Exendin-4 Protects Human Retinal Pigment Epithelial Cells from H2O2-Induced Oxidative Damage via Activation of NRF2 Signaling.Ophthalmic Res. 2020; 63(4):404-412.OR
Oxidative damage plays a vital role in the pathogenesis of age-related macular degeneration (AMD). Exendin-4 (EX4), a glucagon-like peptide-1 receptor agonist, possesses several pharmacological functions, such as anti-inflammatory and antioxidative properties. However, the effects and mechanism of EX4 on oxidative stress in retinal pigment epithelial (RPE) cells induced by hydrogen peroxide (H2O2) remain unclear. The present study aimed to investigate the protective mechanism of EX4 on human RPE cells subjected to oxidative stress.
Human RPE ARPE-19 cells were treated with H2O2 to induce oxidative damage. Cell viability was determined by Cell Counting Kit-8 and lactate dehydrogenase assay. Levels of intracellular reactive oxygen species (ROS), malonyldialdehyde (MDA), superoxide dismutase (SOD), and glutathione peroxidase (GSH) were measured using commercial kits. The expression of nuclear factor erythroid 2-related factor-2 (NRF2), heme oxygenase-1 (HO-1), and NAD(P)H:quinone oxidoreductase-1 (NQO-1) was measured using reverse transcription quantitative polymerase chain reaction assay and western blot, respectively.
H2O2 significantly induced oxidative stress to reduce viability of RPE cells and increased intracellular ROS generation. EX4 significantly ameliorated H2O2-induced oxidative damage by reducing intracellular ROS generation, decreasing MDA concentration, and increasing antioxidant enzymes activities (SOD and GSH). In addition, EX4 markedly increased expression of NRF2, HO-1, and NQO-1 and significantly improved protein expression of NRF2 and HO-1 in H2O2-treated ARPE-19 cells, caused by increased nuclear NRF2 protein expression.
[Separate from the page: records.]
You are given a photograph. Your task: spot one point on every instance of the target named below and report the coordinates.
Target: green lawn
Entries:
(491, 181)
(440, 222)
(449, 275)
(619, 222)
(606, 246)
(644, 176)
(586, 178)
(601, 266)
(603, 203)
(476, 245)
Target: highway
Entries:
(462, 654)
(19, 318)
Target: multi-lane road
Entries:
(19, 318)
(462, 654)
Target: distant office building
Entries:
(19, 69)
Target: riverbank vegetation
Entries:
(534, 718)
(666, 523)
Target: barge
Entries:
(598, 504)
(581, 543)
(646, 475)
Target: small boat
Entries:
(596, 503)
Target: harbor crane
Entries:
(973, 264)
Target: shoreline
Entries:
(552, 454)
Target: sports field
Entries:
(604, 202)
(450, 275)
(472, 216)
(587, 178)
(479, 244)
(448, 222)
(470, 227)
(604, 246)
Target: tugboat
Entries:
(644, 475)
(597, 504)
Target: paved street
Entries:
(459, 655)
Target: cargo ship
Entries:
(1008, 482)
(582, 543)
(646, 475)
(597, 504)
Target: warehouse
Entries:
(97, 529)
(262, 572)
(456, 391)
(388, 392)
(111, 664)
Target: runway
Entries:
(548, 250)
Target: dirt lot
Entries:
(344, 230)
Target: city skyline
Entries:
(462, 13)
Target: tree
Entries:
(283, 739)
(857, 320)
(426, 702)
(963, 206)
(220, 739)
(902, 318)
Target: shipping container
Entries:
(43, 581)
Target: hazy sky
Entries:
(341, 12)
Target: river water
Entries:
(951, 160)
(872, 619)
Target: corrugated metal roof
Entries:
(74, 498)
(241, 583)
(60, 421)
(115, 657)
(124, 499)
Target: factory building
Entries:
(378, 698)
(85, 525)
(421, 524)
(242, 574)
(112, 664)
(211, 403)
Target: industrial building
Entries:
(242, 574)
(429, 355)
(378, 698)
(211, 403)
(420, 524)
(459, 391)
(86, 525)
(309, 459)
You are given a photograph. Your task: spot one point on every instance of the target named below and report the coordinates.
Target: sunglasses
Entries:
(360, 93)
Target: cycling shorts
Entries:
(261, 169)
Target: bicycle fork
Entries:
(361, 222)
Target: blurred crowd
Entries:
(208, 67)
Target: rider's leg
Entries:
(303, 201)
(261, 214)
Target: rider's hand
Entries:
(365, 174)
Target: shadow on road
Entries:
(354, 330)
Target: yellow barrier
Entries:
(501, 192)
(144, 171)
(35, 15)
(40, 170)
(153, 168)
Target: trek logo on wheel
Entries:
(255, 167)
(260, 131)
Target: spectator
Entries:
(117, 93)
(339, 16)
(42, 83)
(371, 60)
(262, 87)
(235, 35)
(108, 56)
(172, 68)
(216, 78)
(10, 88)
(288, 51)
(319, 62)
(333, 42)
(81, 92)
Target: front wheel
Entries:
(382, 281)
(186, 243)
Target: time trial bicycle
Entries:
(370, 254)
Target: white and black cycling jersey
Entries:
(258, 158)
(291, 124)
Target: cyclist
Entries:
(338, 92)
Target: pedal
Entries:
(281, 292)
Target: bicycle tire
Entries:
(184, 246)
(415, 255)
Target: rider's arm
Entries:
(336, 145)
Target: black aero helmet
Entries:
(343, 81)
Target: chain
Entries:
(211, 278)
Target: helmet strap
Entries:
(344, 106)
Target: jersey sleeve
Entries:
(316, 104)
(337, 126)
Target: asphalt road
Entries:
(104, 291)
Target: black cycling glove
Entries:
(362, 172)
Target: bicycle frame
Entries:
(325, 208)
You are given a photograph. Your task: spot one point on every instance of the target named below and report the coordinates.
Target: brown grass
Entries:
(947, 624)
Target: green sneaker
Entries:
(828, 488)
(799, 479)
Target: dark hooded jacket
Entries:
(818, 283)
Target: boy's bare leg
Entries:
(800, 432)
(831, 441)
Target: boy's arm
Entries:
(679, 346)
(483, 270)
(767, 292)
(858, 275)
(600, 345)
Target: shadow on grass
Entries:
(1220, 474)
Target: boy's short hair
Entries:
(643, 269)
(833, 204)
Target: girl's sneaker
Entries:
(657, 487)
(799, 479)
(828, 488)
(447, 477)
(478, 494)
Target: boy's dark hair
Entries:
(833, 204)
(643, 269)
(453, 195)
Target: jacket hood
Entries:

NRF2 knockdown by targeted siRNA alleviated EX4-mediated HO-1 expression and significantly nullified EX4-mediated RPE cell protection against H2O2.
EX4 attenuated oxidative damage induced by H2O2 in ARPE-19 cells through the activation of the NRF2 signaling pathway. The findings suggested that EX4 may be a potential therapeutic agent for the treatment of AMD.